Over the next few years, Congress will seriously consider three main approaches to Social Security reform:

  1. Limit the growth of Social Security benefits for high earners ($90,000 per year and above) to the rise in the consumer price index, rather than to the rise in wages to which benefits currently are indexed, since wages rise faster than prices over time. The schedule would stay the same for low earners ($30,000 per year and below), while the rise in middle earners' benefits would fall somewhere in between.
  2. Increase the normal retirement age for Social Security -- currently 66 and rising to 67 by 2027 – possibly to 69 by 2077. Such an increase would only partially reflect the projected rise in life expectancy of the average American. From 2027 to 2077, life expectancy for Americans is projected to rise by 7 to 9 years.
  3. Change the income level on which Social Security taxes are levied. These taxes, borne equally by the employer and the employee, now apply to the initial $106,800 of a worker's earnings. Some have proposed that the first $150,000 or $170,000 of a worker's earnings be subject to the full 12.4% of Social Security taxes. If these taxes are applied more broadly, however, a fairer approach would be to impose a surtax of 1% to 2% on all wages above $106,800.

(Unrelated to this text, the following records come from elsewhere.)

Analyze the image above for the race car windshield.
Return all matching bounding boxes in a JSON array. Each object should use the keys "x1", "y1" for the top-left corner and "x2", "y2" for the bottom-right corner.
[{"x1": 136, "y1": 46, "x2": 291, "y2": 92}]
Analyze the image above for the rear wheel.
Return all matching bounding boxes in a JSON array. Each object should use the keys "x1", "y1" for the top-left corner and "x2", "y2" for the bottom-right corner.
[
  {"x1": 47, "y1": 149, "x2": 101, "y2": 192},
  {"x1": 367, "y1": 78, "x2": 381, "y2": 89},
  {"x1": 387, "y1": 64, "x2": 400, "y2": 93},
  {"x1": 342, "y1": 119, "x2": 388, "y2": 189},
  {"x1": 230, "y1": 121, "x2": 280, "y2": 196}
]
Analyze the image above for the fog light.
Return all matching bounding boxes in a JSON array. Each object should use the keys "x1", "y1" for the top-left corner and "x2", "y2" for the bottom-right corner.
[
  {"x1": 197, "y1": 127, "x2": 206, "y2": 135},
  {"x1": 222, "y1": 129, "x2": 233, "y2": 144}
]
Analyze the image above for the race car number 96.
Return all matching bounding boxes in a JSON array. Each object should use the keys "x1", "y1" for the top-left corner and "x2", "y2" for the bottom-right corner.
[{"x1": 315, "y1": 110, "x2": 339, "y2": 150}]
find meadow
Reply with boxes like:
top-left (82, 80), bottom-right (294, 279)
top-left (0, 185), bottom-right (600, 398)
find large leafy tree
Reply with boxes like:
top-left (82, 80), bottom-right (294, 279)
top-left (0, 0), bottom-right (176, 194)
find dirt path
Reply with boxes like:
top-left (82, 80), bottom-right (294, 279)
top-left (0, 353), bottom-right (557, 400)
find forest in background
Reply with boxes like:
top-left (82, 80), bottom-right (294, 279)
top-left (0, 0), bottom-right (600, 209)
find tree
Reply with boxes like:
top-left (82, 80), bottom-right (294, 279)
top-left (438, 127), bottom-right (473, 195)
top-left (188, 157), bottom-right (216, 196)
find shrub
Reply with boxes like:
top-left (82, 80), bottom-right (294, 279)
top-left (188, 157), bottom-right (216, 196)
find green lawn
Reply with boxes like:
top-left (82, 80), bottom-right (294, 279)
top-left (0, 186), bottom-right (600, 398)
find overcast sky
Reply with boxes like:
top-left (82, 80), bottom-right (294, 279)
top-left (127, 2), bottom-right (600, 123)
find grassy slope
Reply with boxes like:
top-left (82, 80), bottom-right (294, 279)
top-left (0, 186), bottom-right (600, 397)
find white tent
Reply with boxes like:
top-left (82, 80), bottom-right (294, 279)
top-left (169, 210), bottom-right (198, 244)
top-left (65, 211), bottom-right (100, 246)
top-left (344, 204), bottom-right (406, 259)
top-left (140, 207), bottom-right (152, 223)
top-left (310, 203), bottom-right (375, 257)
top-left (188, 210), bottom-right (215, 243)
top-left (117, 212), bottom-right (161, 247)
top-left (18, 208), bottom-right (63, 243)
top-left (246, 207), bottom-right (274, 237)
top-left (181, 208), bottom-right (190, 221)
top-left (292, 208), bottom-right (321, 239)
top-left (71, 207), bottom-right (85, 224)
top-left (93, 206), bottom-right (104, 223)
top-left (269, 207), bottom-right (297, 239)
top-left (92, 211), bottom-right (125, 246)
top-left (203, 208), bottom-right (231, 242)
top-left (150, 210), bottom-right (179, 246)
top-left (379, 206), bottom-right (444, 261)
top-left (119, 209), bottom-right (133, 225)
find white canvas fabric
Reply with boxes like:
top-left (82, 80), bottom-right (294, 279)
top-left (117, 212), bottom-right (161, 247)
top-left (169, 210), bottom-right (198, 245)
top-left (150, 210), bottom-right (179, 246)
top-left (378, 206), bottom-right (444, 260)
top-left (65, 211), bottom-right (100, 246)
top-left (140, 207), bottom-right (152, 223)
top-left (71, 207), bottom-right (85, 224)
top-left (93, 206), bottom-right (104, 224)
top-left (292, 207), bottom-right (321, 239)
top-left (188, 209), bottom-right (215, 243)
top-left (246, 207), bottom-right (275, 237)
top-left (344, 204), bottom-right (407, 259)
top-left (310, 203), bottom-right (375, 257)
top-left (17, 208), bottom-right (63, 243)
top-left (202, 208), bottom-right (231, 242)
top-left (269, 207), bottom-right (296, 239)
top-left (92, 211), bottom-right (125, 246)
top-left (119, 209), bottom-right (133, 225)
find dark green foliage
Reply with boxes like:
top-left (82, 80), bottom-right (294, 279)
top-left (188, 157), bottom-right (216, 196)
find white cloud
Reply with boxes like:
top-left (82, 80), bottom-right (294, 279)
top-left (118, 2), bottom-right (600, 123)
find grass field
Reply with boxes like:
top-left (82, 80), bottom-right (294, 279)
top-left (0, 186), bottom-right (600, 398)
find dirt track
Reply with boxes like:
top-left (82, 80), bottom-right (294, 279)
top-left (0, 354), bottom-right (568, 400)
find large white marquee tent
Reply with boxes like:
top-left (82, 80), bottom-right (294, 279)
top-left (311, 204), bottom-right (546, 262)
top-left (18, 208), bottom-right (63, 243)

To sum up, financial advisers must cope with major changes in the retirement landscape. They should help their clients in the accumulation phase choose appropriate investments in their 401(k) plans, rather than being swept into robotic default options. And financial advisers should help their clients during the distribution phase formulate a plan including investment products specifically designed to meet their retirement needs.

Robert Pozen, a senior lecturer at Harvard Business School and senior fellow at the Brookings Institution; and Theresa Hamacher, President of NICSA (National Investment Company Service Association, are co-authors of The Fund Business - How Your Money is Managed (John Wiley & Sons).